Der Berichterstatter.

Der Chauffeur rückte unwillkürlich ein wenig näher an den Tisch heran und sah ängstlich und gespannt auf Herapath.

»Soviel ich weiß, haben Sie meinen Onkel gestern abend vom Parlament abgeholt?« begann Barthorpe.

»Jawohl.«

»Wo ist er eingestiegen?«

»Wie gewöhnlich in Palace Yard, direkt vor der Eingangshalle.«

»Um wieviel Uhr war das?«

»Viertel nach elf. Die große Turmuhr schlug gerade.«

»War Mr. Herapath allein, als er aus dem Gebäude herauskam?«

»Nein. Ein anderer Herr, den ich nicht kannte, begleitete ihn. Sie blieben noch einen Augenblick bei dem Wagen stehen und unterhielten sich miteinander.«

»Hörten Sie etwas von dem Gespräch?«

»Ich verstand nur ein paar Worte, als sie sich verabschiedeten.«

»Was sagten sie denn?«

»›Halten Sie die Sache morgen für mich bereit. Ich spreche gegen Mittag bei Ihnen vor‹, sagte Mr. Herapath. Mehr habe ich nicht verstanden.«

»Und was passierte dann?«

»Der Fremde ging fort, und Mr. Herapath stieg in das Auto. Er sagte mir, ich sollte zu dem Siedlungsbüro fahren.«

»Sie haben ihn bis vor die Haustür gebracht?«

»Nein, das Auto wartete immer auf der Straße, und er ging die Anfahrt allein in die Höhe. Ebenso machte er es gestern abend.«

»Konnten Sie von Ihrem Halteplatz aus sehen, ob Licht in den Büros war?«

»Nein.«

»Sagte Mr. Herapath etwas zu Ihnen, als er ausstieg?«

»Ja, er meinte, daß er in einer Dreiviertelstunde wiederkommen würde.«

»Hat am Eingang jemand auf ihn gewartet?«

»Ich habe nichts gesehen. Sobald er wegging, steckte ich das Licht an und las die Zeitung.«

»Wie lange blieb er wohl fort?«

»Ungefähr eine Stunde.«

»Haben Sie beobachtet, daß während dieser Zeit jemand ins Haus ging?«

»Nein.«

»Aber es wäre doch möglich, daß jemand ins Haus gegangen ist, ohne daß Sie es bemerkten?«

»Ja, das wäre leicht möglich.«

»Schließlich kam Mr. Herapath wieder heraus. Stieg er dann gleich ein?«

»Ja.«

»Hat er Ihnen noch etwas Besonderes gesagt?«

»Nein. Er kam schnell auf den Wagen zu, öffnete die Tür, sagte ›Nach Hause‹ und stieg ein.«

»Ist Ihnen nichts an ihm aufgefallen?«

»Nein. Er hielt nur den Kopf gesenkt, als er über die Straße kam, als ob er tief nachdächte.«

»Sie sind also sofort nach Portman Square gefahren. Um wieviel Uhr kamen Sie dort an?«

»Punkt ein Uhr.«

»Stimmt diese Zeit genau?«

»Jawohl. Als ich zur Garage kam, war es fünf Minuten nach eins. Ich habe auf die Uhr gesehen.«

»Was geschah nun, als Sie hier vor dem Hause hielten?«

»Nichts Besonderes. Mr. Herapath stieg aus, schloß die Tür und sagte Gutenacht. Dann ging er die Stufen hinauf und zog dabei den Hausschlüssel heraus. Das war alles.«

»Haben Sie denn nicht gesehen, daß er ins Haus ging?«

»Nein.« Mountain schüttelte entschieden den Kopf. »Ich sah nur, daß er den Schlüssel ins Loch steckte. In dem Augenblick fuhr ich ab.«

Barthorpe zögerte eine Sekunde, dann wandte er sich an Milner.

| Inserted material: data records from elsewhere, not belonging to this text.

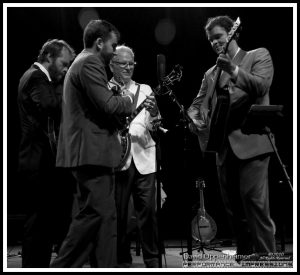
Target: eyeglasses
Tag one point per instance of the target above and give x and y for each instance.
(125, 64)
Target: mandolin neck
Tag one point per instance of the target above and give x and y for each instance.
(202, 208)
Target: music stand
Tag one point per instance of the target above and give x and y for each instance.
(258, 121)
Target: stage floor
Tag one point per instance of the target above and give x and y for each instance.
(215, 255)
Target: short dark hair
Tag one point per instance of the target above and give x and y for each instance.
(98, 28)
(223, 21)
(54, 48)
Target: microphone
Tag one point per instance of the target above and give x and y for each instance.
(156, 123)
(161, 67)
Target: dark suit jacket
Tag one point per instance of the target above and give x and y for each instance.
(88, 133)
(36, 101)
(251, 87)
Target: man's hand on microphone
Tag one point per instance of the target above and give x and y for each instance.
(151, 105)
(128, 93)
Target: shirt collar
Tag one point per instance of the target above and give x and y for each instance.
(236, 53)
(43, 69)
(114, 82)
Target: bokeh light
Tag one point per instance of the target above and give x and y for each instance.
(86, 15)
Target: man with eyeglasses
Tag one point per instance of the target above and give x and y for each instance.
(137, 177)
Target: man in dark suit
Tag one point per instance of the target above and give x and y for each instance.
(243, 159)
(38, 101)
(89, 145)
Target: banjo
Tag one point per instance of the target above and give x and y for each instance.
(123, 133)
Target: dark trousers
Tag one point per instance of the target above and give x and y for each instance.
(143, 190)
(48, 202)
(245, 192)
(93, 231)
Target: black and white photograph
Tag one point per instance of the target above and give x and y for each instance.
(149, 137)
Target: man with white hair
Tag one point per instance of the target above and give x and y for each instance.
(137, 176)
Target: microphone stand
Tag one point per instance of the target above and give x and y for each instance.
(157, 126)
(185, 120)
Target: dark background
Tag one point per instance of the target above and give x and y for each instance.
(28, 28)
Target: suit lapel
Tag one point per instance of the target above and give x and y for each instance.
(225, 77)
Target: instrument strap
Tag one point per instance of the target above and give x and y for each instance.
(136, 96)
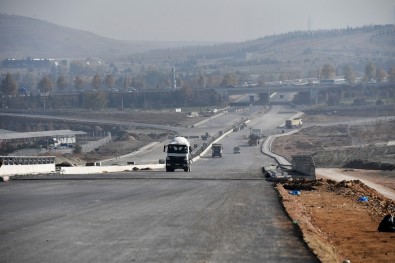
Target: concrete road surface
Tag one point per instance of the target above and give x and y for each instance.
(221, 211)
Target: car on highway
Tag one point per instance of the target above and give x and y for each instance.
(236, 150)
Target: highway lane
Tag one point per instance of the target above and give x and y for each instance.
(221, 211)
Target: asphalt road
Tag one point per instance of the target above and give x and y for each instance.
(221, 211)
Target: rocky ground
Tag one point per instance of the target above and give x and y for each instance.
(335, 225)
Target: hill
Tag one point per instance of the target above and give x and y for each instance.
(22, 37)
(293, 52)
(297, 54)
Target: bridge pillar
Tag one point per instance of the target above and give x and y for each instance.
(264, 98)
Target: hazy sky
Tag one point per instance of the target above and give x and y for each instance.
(202, 20)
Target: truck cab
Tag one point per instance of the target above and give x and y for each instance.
(178, 154)
(216, 150)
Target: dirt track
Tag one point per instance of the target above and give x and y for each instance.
(334, 223)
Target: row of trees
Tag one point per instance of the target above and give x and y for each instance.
(372, 73)
(154, 79)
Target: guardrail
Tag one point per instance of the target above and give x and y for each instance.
(201, 148)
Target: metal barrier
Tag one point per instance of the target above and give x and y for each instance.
(201, 148)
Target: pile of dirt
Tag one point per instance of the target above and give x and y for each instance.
(339, 221)
(342, 145)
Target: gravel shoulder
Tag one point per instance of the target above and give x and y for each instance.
(335, 224)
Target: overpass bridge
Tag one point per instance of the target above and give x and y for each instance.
(310, 92)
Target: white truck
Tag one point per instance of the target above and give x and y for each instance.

»Ist Ihnen etwas dabei aufgefallen?«

»Ja, Verschiedenes. Aber ich möchte jetzt keine Fragen stellen, da wir uns ja erst einmal einen Überblick über die Vorgänge der letzten Nacht verschaffen wollen.«

»Ganz recht«, pflichtete Barthorpe bei. »Nun, Kitteridge, jetzt kommen Sie an die Reihe. Woher wußten Sie, daß Mr. Herapath heute morgen nicht im Hause war?«

»Der Kammerdiener Charlesworth hat es entdeckt. Er fand das Bett unberührt, kam sofort herunter und erzählte es mir. Ich ging gleich ins Arbeitszimmer und sah, daß Mr. Herapath nach Hause gekommen sein mußte, weil er gegessen und getrunken hatte. Es steht dort immer noch ein kleiner Imbiß für ihn bereit.«

»Konnte nicht jemand anders davon gegessen und getrunken haben?«

»Ich hatte um diese Zeit schon mit dem Chauffeur gesprochen und wußte, daß Mr. Herapath um ein Uhr zurückgekehrt war.«

Barthorpe machte eine Pause. Er schien nachzudenken, dann erhob er sich.

»Ich glaube nicht, daß wir unsere Untersuchung im Augenblick weiter fortsetzen können. Kitteridge und Mountain, Sie können nach Hause gehen. Sie auch Hancock. Sprechen Sie nicht zuviel über die Sache, nicht mehr, als unbedingt notwendig ist.«

Als die drei gegangen waren, nahm der Inspektor Barthorpe beiseite.

»Wenn der Tote fortgeschafft ist, müssen wir beide den Raum genau untersuchen. Das ist bis jetzt noch nicht geschehen. Das ist aber vor allem nötig. Wäre es nicht besser, daß die junge Dame nach Portman Square zurückkehrte?«

»Ja, ich will dafür sorgen. Gehen Sie nur voraus.« Er drehte sich kurz um.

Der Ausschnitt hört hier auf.